MI5 bosses experiencing a sharp slump in alarm rates over Johnny Jihad have revealed the latest terror threat to the UK and the wider world: Alan Al Qaeda. MI5 raised concerns as to the imagined threat that Mr Jihad posed to the country after Radio 4 broke the record for mentioning the term ‘Jihad’ in one day (Tuesday 3rd March), previously held by CNN in the build up to the U.S. invasion of Iraq in 2003, and UK terror rates did not even reach severe.
Mark Daftbrush, MI5 head of terror development, muttered, ‘Alan Al Qaeda will make Johnny Jihad look like a schoolgirl with pigtails sucking a lollipop and riding a bike with ribbons coming out of the end of the handlebars. Mr Jihad is what we at GCHQ call an absent threat as although he’s got a Mockney accent and sounds like he’s from a sink estate in the Southeast he’s actually thousands of miles away. Well at least that’s what we tell people. Alan Al Qaeda, on the other hand, lives in England where he works as a builder and instead of chopping infidels heads off with a sword he kills them with his nail gun on his lunch break. Well at least that’s what we tell people. This is perfect for our terror plans as now everyone will think they could die at any moment and will call the police every time they see someone in a hi-viz with a beard and some tools. Now I think we can safely say, without any doubt, we will see the end of this unfortunate rise in terror fatigue.’

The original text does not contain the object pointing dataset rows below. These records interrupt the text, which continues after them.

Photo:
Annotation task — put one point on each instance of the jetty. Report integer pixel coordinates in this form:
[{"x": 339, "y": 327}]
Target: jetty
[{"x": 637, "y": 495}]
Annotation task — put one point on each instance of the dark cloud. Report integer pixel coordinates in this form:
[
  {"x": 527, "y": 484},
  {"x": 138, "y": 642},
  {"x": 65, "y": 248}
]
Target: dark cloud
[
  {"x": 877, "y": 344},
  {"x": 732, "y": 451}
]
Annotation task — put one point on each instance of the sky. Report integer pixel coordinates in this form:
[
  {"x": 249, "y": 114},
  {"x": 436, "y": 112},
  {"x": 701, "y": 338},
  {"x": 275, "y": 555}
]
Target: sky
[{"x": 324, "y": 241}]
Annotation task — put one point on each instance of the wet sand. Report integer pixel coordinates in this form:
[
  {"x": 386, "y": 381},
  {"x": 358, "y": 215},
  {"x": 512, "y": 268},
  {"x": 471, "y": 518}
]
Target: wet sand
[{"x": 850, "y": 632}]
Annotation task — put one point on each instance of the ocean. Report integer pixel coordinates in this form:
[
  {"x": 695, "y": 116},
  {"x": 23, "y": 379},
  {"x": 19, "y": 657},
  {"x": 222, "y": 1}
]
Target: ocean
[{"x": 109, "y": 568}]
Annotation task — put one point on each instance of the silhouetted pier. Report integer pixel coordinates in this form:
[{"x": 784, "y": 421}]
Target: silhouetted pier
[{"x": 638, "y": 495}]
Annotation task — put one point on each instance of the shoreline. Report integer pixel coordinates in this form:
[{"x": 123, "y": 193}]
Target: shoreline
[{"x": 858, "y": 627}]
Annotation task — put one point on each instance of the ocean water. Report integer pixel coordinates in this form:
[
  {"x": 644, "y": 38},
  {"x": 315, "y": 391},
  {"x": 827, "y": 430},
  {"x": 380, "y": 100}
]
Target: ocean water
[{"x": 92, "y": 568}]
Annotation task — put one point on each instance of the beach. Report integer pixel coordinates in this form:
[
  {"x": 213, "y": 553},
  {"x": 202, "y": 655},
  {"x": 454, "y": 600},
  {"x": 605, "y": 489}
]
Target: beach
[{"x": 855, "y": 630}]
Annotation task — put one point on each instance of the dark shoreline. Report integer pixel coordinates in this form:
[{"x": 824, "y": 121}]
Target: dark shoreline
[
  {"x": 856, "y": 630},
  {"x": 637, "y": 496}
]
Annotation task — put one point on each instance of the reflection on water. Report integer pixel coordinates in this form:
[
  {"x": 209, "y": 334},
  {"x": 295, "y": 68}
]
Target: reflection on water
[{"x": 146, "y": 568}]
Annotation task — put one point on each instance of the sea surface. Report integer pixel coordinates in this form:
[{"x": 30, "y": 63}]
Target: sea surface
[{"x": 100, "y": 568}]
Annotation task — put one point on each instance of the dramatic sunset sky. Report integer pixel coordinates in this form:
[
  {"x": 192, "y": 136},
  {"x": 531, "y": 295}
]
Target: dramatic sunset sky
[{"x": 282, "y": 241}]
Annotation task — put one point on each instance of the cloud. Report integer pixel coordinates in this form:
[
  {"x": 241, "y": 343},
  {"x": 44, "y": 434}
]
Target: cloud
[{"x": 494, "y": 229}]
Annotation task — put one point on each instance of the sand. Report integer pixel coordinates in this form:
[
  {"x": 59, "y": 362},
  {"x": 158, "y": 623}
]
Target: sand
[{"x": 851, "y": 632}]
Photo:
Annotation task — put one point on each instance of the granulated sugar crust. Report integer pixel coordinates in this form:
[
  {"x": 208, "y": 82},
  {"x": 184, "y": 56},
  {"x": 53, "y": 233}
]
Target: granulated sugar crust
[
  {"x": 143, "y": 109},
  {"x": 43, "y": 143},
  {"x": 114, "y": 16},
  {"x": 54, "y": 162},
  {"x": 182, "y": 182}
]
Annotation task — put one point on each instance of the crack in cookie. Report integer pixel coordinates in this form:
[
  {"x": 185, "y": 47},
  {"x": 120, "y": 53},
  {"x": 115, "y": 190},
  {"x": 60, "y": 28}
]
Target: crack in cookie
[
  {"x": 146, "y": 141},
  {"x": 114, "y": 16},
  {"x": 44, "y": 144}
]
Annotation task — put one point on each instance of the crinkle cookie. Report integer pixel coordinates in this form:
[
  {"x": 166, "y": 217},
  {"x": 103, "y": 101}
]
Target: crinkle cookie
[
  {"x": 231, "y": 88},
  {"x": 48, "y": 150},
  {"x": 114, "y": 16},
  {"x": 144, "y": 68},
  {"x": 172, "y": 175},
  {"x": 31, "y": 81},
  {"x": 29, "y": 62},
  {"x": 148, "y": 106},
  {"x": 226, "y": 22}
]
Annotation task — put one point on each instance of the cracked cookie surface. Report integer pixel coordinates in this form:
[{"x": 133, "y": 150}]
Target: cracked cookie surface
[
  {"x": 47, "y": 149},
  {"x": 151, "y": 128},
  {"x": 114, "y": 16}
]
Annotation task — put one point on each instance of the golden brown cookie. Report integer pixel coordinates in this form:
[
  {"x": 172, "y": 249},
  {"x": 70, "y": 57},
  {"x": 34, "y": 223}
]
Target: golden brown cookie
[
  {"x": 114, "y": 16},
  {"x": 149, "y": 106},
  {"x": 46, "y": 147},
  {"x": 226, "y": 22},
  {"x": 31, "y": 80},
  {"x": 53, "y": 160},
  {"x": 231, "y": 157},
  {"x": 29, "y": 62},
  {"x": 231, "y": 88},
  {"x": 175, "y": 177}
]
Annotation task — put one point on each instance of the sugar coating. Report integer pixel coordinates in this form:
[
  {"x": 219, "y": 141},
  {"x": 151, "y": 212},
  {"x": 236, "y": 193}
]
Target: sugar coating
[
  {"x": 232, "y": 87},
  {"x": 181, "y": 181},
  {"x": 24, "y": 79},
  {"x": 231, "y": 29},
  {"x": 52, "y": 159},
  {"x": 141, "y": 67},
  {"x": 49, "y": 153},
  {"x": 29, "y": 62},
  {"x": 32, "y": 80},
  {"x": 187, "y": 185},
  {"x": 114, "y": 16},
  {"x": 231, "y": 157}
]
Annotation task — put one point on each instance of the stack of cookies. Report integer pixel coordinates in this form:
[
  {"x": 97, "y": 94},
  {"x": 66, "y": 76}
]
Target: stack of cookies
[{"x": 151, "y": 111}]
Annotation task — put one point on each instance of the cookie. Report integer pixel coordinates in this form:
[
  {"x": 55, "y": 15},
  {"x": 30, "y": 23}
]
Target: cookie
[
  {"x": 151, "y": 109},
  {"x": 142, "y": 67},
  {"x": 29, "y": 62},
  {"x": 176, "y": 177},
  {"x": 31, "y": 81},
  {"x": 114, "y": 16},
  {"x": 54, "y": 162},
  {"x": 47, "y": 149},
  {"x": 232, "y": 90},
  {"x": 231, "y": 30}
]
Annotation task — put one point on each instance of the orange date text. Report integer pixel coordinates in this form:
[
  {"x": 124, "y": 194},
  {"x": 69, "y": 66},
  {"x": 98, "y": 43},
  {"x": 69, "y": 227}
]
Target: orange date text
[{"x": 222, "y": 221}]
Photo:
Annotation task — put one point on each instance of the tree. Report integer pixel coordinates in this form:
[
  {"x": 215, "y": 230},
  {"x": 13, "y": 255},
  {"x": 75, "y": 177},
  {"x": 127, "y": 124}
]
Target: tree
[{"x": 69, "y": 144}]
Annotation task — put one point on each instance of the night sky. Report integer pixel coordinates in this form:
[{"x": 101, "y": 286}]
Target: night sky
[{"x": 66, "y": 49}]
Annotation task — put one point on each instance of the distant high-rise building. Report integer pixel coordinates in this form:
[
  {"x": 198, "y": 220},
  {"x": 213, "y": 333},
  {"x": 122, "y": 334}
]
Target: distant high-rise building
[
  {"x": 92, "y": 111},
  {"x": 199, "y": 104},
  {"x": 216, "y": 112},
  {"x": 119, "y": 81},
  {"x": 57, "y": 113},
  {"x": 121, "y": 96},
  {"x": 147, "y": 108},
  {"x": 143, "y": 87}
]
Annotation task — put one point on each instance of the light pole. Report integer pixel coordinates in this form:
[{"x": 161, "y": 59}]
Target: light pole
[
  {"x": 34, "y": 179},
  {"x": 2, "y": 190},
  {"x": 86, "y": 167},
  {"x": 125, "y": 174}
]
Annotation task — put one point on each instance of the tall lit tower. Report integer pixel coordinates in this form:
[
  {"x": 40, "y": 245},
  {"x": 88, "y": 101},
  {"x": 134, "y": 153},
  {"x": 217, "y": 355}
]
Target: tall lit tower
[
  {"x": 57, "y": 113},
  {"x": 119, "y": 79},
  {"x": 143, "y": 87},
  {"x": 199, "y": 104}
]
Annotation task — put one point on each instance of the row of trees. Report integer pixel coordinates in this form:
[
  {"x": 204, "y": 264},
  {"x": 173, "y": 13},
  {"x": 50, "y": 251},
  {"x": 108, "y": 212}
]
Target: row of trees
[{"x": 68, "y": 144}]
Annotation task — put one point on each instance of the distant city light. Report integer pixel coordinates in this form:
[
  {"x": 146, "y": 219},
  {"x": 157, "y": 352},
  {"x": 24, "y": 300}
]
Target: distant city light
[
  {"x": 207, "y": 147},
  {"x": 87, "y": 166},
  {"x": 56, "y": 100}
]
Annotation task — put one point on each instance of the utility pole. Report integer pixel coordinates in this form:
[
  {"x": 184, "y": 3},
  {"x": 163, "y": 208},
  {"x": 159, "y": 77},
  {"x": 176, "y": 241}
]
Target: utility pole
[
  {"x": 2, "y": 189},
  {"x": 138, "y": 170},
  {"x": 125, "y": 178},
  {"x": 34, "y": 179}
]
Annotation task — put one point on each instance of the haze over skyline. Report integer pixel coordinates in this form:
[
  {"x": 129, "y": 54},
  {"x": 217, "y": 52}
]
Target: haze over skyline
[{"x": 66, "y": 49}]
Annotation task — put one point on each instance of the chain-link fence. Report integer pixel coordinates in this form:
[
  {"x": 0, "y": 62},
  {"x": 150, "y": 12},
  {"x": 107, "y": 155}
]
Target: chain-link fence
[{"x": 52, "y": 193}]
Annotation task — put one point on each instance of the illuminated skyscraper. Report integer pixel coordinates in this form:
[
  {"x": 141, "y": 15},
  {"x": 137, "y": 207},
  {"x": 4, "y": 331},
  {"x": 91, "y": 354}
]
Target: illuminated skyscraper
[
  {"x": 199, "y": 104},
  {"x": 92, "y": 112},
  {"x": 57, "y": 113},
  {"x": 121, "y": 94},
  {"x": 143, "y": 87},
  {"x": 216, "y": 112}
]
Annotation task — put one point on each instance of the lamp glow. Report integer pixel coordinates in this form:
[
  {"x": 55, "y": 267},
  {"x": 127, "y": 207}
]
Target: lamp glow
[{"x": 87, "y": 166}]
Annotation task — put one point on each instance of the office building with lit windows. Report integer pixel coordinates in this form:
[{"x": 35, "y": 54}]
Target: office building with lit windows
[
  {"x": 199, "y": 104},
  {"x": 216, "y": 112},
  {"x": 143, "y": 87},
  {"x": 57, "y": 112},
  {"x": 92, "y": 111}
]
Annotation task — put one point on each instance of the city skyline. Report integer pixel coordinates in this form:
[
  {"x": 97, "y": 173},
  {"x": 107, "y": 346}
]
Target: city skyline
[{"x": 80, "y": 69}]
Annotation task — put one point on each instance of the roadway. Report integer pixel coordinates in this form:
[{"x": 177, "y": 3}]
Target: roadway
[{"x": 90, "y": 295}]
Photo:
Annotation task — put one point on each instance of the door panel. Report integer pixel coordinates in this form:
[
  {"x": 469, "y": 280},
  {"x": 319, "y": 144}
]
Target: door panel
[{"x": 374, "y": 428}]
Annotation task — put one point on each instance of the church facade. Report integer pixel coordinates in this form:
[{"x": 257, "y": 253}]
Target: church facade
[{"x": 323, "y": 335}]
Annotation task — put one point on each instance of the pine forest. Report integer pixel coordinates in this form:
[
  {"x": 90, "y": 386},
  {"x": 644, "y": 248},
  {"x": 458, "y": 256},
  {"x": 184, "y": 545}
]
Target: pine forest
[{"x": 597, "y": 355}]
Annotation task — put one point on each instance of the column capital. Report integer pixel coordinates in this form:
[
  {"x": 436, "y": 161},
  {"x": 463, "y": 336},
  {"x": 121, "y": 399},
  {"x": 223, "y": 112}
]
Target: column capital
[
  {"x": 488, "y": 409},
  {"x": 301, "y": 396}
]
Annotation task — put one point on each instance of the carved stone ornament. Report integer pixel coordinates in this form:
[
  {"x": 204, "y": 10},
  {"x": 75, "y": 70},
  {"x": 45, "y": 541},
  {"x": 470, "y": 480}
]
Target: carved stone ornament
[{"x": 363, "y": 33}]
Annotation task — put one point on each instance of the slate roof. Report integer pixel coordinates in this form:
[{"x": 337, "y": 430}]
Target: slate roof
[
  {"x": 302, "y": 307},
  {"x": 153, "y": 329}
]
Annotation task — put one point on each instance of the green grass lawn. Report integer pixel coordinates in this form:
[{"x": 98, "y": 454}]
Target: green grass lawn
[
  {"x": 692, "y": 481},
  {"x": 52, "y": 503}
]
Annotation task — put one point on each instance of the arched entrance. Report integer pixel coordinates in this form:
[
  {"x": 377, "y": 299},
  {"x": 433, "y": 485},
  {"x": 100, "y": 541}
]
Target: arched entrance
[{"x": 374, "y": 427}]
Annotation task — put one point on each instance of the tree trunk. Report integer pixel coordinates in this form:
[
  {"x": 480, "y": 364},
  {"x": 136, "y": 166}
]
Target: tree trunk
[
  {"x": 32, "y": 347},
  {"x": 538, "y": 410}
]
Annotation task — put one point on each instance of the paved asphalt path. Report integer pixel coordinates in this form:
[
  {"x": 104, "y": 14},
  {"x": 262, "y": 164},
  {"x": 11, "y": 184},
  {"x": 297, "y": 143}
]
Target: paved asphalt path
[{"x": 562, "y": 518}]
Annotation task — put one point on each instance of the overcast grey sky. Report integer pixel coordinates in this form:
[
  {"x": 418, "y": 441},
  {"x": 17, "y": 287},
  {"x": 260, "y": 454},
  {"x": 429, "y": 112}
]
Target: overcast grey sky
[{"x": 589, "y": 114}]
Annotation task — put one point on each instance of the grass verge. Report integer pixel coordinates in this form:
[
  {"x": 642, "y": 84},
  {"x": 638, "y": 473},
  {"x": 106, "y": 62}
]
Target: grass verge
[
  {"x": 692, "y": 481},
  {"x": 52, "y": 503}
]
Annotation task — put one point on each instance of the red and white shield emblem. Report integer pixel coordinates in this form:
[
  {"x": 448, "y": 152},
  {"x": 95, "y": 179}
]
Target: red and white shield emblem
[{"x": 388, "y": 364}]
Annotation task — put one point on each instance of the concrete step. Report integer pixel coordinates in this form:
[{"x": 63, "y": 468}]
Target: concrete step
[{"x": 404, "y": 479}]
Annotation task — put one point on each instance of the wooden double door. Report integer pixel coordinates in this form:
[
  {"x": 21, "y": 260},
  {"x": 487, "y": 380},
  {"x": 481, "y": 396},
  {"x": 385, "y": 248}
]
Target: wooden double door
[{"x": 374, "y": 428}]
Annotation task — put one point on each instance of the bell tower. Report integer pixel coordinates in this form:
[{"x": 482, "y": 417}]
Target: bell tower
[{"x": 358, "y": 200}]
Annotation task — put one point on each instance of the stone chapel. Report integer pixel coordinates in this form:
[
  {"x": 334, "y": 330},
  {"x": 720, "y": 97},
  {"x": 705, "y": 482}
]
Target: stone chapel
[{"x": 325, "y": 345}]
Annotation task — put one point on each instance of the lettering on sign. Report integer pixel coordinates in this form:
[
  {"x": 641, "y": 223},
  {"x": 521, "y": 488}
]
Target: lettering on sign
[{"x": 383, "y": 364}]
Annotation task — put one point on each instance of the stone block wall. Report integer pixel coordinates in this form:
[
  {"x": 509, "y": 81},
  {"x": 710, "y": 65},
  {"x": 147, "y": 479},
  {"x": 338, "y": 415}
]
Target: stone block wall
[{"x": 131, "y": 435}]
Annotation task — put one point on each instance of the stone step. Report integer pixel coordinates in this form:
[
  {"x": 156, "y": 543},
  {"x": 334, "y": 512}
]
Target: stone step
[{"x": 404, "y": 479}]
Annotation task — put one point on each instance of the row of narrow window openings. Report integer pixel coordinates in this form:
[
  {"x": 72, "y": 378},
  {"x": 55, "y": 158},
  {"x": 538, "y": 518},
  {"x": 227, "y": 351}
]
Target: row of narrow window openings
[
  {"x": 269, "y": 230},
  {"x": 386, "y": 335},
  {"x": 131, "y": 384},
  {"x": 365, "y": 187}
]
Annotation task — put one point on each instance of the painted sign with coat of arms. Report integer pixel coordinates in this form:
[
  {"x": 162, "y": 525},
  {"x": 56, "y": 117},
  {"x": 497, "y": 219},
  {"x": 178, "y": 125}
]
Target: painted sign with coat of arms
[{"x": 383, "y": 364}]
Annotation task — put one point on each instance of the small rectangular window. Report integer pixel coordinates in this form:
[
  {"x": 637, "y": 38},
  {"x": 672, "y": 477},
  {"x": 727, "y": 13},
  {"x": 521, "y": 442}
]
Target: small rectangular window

Co-ordinating their own programming with that of MI5, Radio 4 plan to mention the word Al Qaeda over 20,000 times next Monday, featuring fundamentalist Islamic terrorism in all news items, Woman’s Hour, which will be read in Burkas, and the Shipping Forecast which will be broadcast live from the Straights of Hormuz. Brain of Britain which will be changed to Brain of Bahrain with the contestants made up of radicalised fundamentalist extremists and Just A Minute will feature two bomb disposal teams diffusing a suspicious package left by the contestants of Brain of Bahrain.
Mr Daftbrush was keen to add, ‘UK citizens need not worry about a possible future fall in terror as we have several more seemingly mental Muslims in the counter intelligence pipeline. When Alan Al Qaeda, or ‘You Can Call Me Al Qaeda’ as we like to call him here at the station, stops making everyone shit themselves then we have Tommy Taliban, Harry Hezbollah and Freddy Fundamentalist bearded up and ready to go. Then when we need to get rid of some homegrown terrorists, which is what we at the station like to call YOU, then we have Extremist Eric who is basically anyone who doesn’t believe this total bollocks.’